Inoltre, non sono solo le frasi a disegnare per i nostri occhi le forme dell’ anima antica.
Tra le frasi - e penso a quei libri antichi che venivano recitati - nell’intervallo che le separa, riposa ancora oggi, come in un ipogeo inviolato, un silenzio assai spesso secolare. A volte, nel Vangelo di San Luca, di fronte ai due punti che l’interrompono prima di quei brani quasi in forma di cantico di cui è costellato, ho sentito il silenzio del fedele che smetteva di leggere a voce alta per intonare i versetti successivi come un salmo che gli ricordava quelli più antichi della Bibbia. Quel silenzio riempiva ancora la pausa della frase che, essendosi scissa per recintarlo, ne aveva conservato la forma• e più di una volta, mentre leggevo, mi ha portato il profumo di una rosa che la brezza, entrando dalla finestra aperta, aveva diffuso nella sala dell’ Assemblea e che non era svanito in diciassette secoli.

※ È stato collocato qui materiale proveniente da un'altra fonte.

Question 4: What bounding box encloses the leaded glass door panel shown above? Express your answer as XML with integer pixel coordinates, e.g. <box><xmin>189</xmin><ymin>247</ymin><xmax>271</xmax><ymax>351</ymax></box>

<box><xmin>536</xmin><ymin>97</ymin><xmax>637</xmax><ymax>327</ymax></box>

Quante volte nella Divina Commedia, in Shakespeare, ho avuto l’impressione di avere davanti a me, inserito nel presente, attuale, un po’ di passato, quell’impressione di sogno che si prova a Venezia nella Piazzetta, davanti alle due colonne di granito grigio e rosa che recano sui capitelli greci l’una il Leone di San Marco e 1’altra San Teodoro che schiaccia il coccodrillo - belle straniere venute da Oriente su quel mare che guardano da lontano e che viene a morire ai loro piedi e che, tutte e due, senza capire ciò che si dice intorno in una lingua che non è quella del loro paese, su quella piazza pubblica in cui brilla ancora il loro sorriso distratto, continuano a prolungare in mezzo a noi i loro giorni del XII secolo inserendoli nell’ oggi. Sì, in piena piazza pubblica, nel bel mezzo dell’oggi di cui in quel luogo interrompe l’impero, un po’ del XII secolo, del XII secolo da cosÌ lunga data fuggito, si innalza in un doppio slancio leggero di granito rosa.
Tutt’intorno i giorni attuali, i giorni che viviamo, circolano, si spingono chiassosi intorno alle colonne, ma poi lì si fermano bruscamente, fuggono come api scacciate; perché ’non sono nel presente, alte e sottili enclaves del passato, ma in un tempo diverso nel quale non è permesso al presente di penetrare. Intorno alle colonne rosa slanciate verso i larghi capitelli, i giorni attuali si affrettano e mormorano. Ma, interponendosi tra loro, li respingono e mantengono con tutto il loro fine spessore il posto inviolabile del Passato: del Passato sorto familiarmente in mezzo al presente, con quel colore un po’ irreale delle cose che una sorta di illusione ci fa vedere a pochi passi ma che in realtà sono a molti secoli di distanza; rivolto con tutto il suo peso un po’ troppo direttamente allo spirito, esaltato dall’ apparizione del fantasma di un tempo sepolto e tuttavia là, in mezzo a noi, vicino, a contatto di gomito, tangibile, immobile, al sole.